Fri, 04/13/2007 - 23:00
Hi all. Do any of you have difficulty of getting emotional support from other family members? I see many posts of family members and friends wanting to know how to offer support and understnding for those relatives and/or friends with epilepsy. My sisters offer no support to me. I have complex partial seizures. While my friends and co-workers are very supportive and understanding, my sisters are not. In fact, my friends and co-workers feel more like family to me than my sisters do. I was diagnosed with epilepsy in July of last year. Apparently, my sisters did not even believe me when I told them. After a seizure in which I injured myself, they both actually asked me if I was sure that it was epilepsy I had been diagnosed with. I was very hurt by the fact that they did not believe me. I even had to read the EEG report to them. I have tried to get them to look at this web site and others to read about my disorder, so they have a better understanding of me and some of the problems I have to deal with because of my disorder. I do not think either of them have.
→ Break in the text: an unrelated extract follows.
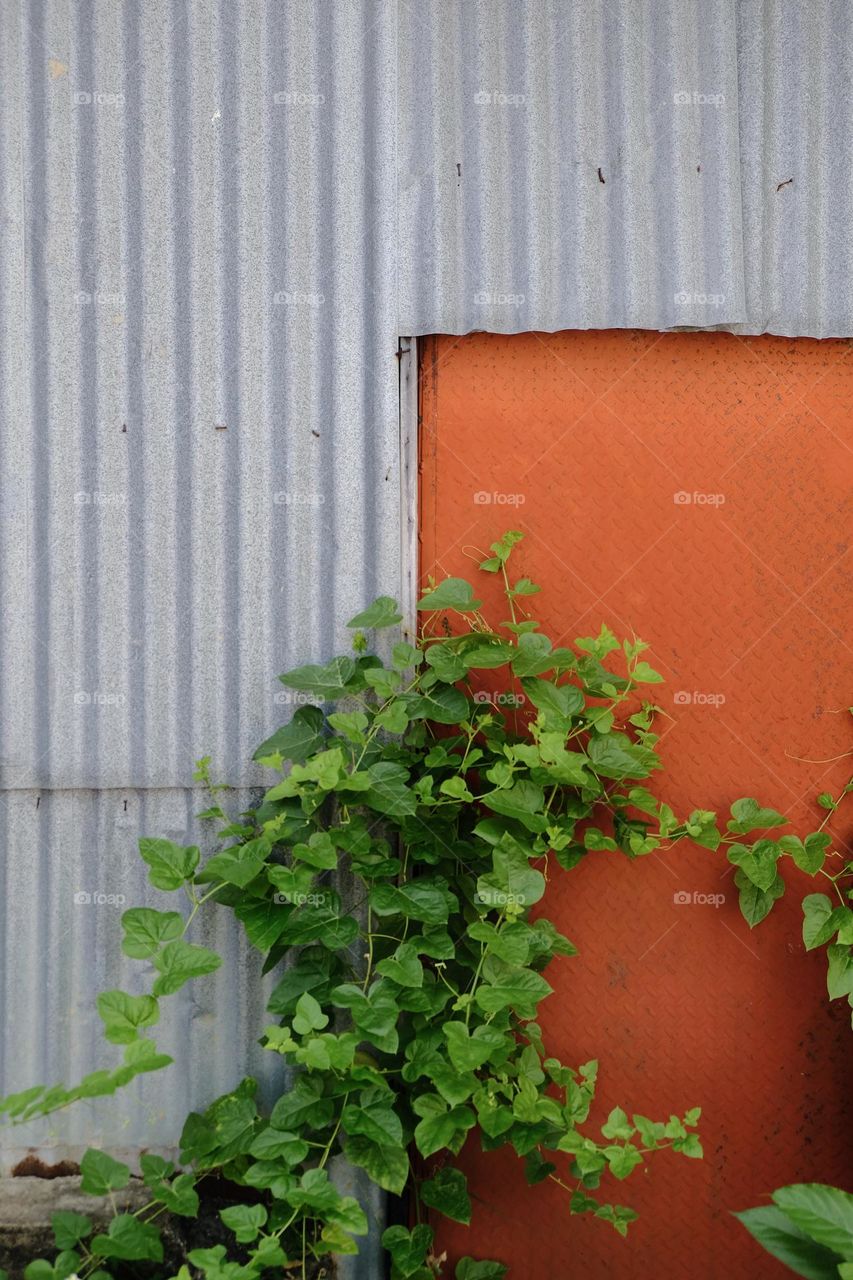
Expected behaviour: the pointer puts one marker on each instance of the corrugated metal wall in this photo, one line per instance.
(200, 470)
(217, 219)
(580, 164)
How do I get through to them that I need their support and help? Thanks. tlh64

Comments

Re: Re: Emotional Support

Submitted by stephanie patient on Wed, 2007-05-30 - 16:04
Sorry to be so blunt but it sounds like your mother did you a huge favor. You should surround yourself with people who really care about you and won't judge you like that. You could start your own local E group and meet at Starbucks or something to talk about what it's like to have this. Having this in common can be a very bonding thing with people.

Re: Re: Emotional Support

Submitted by jamespmnj on Wed, 2007-05-30 - 16:45
Hi Toots22, I'm sorry about your mom. Medication can control the seizures, and we cannot predict when they are about to happen. Think of it this way, if someone you knew went into a diabetic coma, and you knew about it plus what needed to be done, then you'd be able to help them get through it so it will normalize. Same deal. We all know what we need to look for when we have a seizure. Just communicate that to them. Communicate what he/she will need to watch for and/or do. If you had a seizure around her, and she was aware of what could happen and what she would need to do, then she'd be able to help you get through it as well. Plus, she'd be able to communicate with you afterwards what happened, so that you can proceed onward. Good luck. There is always hope and people who believe in you. The comments from everyone here has inspired me to reach out. Hang in there.

Re: Emotional Support

Submitted by CG on Thu, 2007-04-19 - 17:56
Sometimes. Lately, things between my parents and I have been bad. My triggers are financial, although the thought of my mother visiting me, can trigger me as well. My husband understands about my epilepsy, and supports me, but sometimes just doesn't get it when I tell him to turn off the lights, because of the bill, don't make so many long distance calls - we don't have the money. I have always been the one who takes care of the money, and I am a saver, he is a spender. I do not splurge, I shop around. If you cannot get their support and help. You have our support. Maybe take your parents to the MD with you. Have a family session.